Chapter 20

Lucien

Xan’s arrival is a clear signal that things have escalated in Imperium far more than anyone wants to admit.

His presence carries the weight of consequence, but also, strangely, a sliver of comfort.

Not because the situation is stable—it isn’t.

It’s become volatile, fracturing under the pressure of secrets and fear.
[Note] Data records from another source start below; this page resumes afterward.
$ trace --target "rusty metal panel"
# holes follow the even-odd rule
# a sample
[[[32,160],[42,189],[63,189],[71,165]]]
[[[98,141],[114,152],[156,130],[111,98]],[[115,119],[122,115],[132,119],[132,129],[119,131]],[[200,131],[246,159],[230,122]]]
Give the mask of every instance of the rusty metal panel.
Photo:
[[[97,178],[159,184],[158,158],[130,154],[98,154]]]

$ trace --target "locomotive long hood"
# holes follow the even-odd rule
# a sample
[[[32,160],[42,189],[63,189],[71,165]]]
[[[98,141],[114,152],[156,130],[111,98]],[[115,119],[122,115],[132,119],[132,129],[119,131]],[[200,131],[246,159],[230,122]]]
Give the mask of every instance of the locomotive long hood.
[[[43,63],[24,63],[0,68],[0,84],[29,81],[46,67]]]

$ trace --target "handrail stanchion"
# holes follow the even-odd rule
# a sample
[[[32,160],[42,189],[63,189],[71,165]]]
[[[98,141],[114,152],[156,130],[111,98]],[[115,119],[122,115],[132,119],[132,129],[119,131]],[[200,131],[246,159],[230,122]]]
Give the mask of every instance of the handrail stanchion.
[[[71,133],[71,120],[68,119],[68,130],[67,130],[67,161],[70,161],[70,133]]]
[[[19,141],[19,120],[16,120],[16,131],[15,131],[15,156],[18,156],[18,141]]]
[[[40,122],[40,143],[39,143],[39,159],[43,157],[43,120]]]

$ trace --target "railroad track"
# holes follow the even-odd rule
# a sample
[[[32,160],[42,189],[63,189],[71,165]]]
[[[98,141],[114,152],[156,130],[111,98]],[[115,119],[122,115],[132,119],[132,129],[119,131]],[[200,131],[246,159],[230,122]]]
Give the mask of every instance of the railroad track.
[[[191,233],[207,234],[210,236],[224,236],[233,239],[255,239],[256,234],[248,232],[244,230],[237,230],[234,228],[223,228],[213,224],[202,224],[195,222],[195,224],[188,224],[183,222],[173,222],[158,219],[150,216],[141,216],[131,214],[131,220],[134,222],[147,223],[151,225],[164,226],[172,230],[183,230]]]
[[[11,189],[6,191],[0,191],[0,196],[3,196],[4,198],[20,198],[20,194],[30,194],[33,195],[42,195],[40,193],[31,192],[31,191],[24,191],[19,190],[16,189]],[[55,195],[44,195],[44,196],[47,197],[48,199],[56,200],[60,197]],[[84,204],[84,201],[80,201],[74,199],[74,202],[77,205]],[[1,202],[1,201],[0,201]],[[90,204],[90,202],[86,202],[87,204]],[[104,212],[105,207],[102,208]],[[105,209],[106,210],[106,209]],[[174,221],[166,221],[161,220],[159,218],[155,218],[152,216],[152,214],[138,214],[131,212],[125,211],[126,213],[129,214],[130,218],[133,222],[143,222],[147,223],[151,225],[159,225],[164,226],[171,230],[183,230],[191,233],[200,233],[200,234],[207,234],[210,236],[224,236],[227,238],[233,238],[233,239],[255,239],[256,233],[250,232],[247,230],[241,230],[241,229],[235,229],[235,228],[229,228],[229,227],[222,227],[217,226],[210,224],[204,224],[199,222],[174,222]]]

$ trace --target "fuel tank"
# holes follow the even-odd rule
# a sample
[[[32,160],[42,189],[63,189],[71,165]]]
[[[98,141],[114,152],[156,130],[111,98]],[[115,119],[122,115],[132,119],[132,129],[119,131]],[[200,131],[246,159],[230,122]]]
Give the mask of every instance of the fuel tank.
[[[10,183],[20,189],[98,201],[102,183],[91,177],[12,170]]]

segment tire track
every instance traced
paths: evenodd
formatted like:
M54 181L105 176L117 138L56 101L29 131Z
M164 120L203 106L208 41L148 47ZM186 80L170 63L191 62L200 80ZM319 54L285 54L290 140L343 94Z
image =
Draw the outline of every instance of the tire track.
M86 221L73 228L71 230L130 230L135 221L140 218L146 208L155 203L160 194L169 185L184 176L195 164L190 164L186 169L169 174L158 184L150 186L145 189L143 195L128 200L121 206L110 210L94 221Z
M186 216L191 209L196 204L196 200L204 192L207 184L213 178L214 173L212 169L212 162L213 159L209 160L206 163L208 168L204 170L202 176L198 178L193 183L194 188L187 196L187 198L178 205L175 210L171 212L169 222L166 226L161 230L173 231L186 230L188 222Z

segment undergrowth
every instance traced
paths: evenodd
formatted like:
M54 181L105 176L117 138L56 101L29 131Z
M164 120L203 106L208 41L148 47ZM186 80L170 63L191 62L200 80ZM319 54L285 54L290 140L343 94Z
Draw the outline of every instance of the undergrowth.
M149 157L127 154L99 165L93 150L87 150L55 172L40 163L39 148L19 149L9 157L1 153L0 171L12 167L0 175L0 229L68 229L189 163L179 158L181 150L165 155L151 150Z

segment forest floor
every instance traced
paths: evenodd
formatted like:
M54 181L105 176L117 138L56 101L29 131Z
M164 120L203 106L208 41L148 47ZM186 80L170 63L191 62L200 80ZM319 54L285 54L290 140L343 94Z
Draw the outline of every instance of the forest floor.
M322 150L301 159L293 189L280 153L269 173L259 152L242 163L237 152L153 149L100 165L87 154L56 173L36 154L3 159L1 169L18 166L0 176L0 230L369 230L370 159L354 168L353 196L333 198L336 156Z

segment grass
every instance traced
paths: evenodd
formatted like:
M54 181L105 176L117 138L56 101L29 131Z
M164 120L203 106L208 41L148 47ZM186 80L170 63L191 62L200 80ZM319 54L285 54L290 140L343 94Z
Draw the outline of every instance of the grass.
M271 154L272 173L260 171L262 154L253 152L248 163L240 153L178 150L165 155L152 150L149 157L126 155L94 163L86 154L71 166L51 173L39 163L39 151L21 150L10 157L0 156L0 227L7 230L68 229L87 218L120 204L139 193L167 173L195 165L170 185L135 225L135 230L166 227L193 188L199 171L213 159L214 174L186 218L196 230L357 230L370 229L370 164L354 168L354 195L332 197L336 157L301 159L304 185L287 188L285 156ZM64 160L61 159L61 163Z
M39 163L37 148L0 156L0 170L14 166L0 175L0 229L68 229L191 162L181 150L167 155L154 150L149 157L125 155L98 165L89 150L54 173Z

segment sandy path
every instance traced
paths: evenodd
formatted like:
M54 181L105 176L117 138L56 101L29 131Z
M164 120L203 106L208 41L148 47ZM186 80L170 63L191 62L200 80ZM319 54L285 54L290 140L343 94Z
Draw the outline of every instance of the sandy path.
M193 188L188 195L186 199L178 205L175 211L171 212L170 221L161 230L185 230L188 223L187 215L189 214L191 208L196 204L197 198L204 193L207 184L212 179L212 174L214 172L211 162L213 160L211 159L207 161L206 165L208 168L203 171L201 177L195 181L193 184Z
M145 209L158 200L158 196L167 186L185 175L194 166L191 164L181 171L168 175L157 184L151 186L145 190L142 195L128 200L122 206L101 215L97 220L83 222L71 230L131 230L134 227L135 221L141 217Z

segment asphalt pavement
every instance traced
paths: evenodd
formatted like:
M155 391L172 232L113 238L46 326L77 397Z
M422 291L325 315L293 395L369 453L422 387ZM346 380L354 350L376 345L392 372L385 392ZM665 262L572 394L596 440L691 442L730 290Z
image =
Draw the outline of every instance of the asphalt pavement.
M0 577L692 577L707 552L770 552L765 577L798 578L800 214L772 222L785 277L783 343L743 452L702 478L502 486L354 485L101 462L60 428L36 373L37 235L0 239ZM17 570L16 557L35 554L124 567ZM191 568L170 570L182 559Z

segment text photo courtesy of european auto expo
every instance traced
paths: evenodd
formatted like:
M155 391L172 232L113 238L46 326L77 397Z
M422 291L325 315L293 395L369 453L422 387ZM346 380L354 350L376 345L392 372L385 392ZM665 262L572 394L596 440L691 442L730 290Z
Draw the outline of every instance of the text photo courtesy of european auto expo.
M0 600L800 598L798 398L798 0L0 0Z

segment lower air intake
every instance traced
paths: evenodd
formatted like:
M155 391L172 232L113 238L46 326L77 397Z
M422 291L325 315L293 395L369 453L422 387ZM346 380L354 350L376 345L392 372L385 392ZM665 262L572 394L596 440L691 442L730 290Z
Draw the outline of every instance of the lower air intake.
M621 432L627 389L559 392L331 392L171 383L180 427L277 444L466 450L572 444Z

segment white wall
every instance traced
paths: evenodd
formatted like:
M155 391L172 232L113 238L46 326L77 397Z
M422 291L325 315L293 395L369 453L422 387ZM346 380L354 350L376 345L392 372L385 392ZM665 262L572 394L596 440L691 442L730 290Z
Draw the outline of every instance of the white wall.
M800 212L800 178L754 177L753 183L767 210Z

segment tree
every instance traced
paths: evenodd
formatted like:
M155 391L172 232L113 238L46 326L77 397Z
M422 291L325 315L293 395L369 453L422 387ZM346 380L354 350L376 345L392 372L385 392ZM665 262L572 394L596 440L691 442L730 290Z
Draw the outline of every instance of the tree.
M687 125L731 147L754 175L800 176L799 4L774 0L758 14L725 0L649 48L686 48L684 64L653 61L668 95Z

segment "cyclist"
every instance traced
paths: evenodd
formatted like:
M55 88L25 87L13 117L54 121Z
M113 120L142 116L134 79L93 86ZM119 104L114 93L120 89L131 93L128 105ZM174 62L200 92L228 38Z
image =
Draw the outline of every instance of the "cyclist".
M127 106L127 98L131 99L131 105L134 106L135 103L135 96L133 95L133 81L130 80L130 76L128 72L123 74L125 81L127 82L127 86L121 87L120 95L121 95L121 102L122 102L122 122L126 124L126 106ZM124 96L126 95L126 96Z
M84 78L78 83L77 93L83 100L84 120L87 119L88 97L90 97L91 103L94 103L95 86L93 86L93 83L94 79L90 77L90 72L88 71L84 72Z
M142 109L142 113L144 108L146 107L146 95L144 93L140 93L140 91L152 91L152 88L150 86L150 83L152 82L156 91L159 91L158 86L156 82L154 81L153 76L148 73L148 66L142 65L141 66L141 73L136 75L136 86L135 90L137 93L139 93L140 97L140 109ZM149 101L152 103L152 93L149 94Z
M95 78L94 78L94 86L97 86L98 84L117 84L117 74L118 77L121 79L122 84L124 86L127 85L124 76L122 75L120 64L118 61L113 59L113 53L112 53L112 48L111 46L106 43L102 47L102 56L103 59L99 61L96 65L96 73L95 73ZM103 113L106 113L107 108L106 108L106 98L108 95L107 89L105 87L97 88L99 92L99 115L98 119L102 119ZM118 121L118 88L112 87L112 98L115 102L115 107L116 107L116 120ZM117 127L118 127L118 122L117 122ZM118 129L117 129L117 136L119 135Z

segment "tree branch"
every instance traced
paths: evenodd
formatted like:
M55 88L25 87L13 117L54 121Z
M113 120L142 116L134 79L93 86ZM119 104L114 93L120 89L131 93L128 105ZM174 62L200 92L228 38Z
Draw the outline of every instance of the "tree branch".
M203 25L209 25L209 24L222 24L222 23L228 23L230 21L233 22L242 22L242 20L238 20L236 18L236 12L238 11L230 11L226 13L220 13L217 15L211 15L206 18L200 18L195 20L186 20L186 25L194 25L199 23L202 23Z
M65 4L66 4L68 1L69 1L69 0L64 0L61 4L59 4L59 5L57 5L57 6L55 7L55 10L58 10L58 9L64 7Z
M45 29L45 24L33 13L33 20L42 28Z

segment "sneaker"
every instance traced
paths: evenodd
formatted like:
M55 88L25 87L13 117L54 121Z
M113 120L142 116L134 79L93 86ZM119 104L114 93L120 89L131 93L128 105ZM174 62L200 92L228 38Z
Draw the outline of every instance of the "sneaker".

But now, someone else sees. Someone else has sensed what I’ve known for too long about the High Order. The rot beneath the gold. How Aris twists control behind closed doors. Disloyalty disguised as order. Even the willingness to sacrifice our own simply because they no longer fit the narrative.

No. I won’t keep playing their game.

The Order has made its choice. Now I make mine. And the cost weighs heavily.

I watch Xan now, my brother in blood and bond, as he speaks with Cece. He moves with an untamed ease only he possesses—a force of nature shrouded in charm. Loyal beyond measure. Wild in ways I could never be. But beneath it all, he remains one of the best beings I’ve ever known.

There’s something about him that softens the air around others. Xan doesn’t command trust. He earns it effortlessly. Unless, of course, you find yourself on the wrong side of a Warper’s wrath.

Cece is already smiling. I don’t need to hear the words to know what she’s saying—her hands animated, her shoulders relaxed, her laughter light as wind through leaves. She must be telling him about this realm’s food. About my “tragic” response to cauliflower rice, no doubt.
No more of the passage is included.